Britain’s government has said it would levy World Trade Organization tariffs on goods imported from the EU if it leaves the bloc without a settlement, a probability which some economists put at roughly 25 percent.

That would mean tariffs of up to 45 percent on some dairy imports while some meat would face a 37 percent levy, researchers from the University of Sussex and the Resolution Foundation, a think tank focused on the low-paid, said.

A typical middle-income household would pay an extra 260 pounds a year, even taking into account a partial shift to cheaper and British-produced goods, they said.

That was equivalent to an extra 0.9 percent in household spending. The poorest 10 percent of households would see their bills rise by 1.0 percent, and the richest 10 percent by 0.8 percent.

“A ‘no-deal’ scenario … will increase the cost of essential goods, such as food and clothes, which will impact most adversely on those households who already struggle to get food on the table,” Sussex researcher Ilona Serwicka said.

The actual cost rise would vary significantly depending on individual spending patterns and some less well-off households could see their costs go up by more than 500 pounds a year.
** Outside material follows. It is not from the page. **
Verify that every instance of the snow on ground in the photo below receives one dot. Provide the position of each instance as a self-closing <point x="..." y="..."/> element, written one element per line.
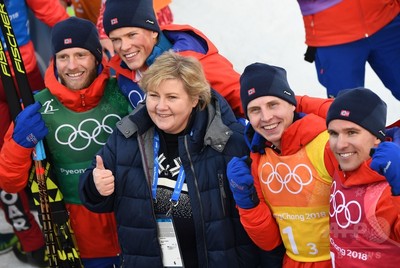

British finance minister Philip Hammond said on Monday he did not think there was a rising danger of failure to reach a Brexit deal before Britain leaves the EU in March 2019, despite concern among many investors.

Some Brexit supporters have said Britain would benefit from scrapping all tariffs on goods imports after it leaves the EU, regardless of what the bloc does for UK exports.

Tuesday’s report said this could save the average household 130 pounds a year, or 0.5 percent of typical spending.

But the researchers said some industries, such as meat processing, and the rural parts of England where they are concentrated would suffer a big hit in the face of cheap imports and scrapping tariffs immediately would make it harder to get tariff-free access for British exports in future.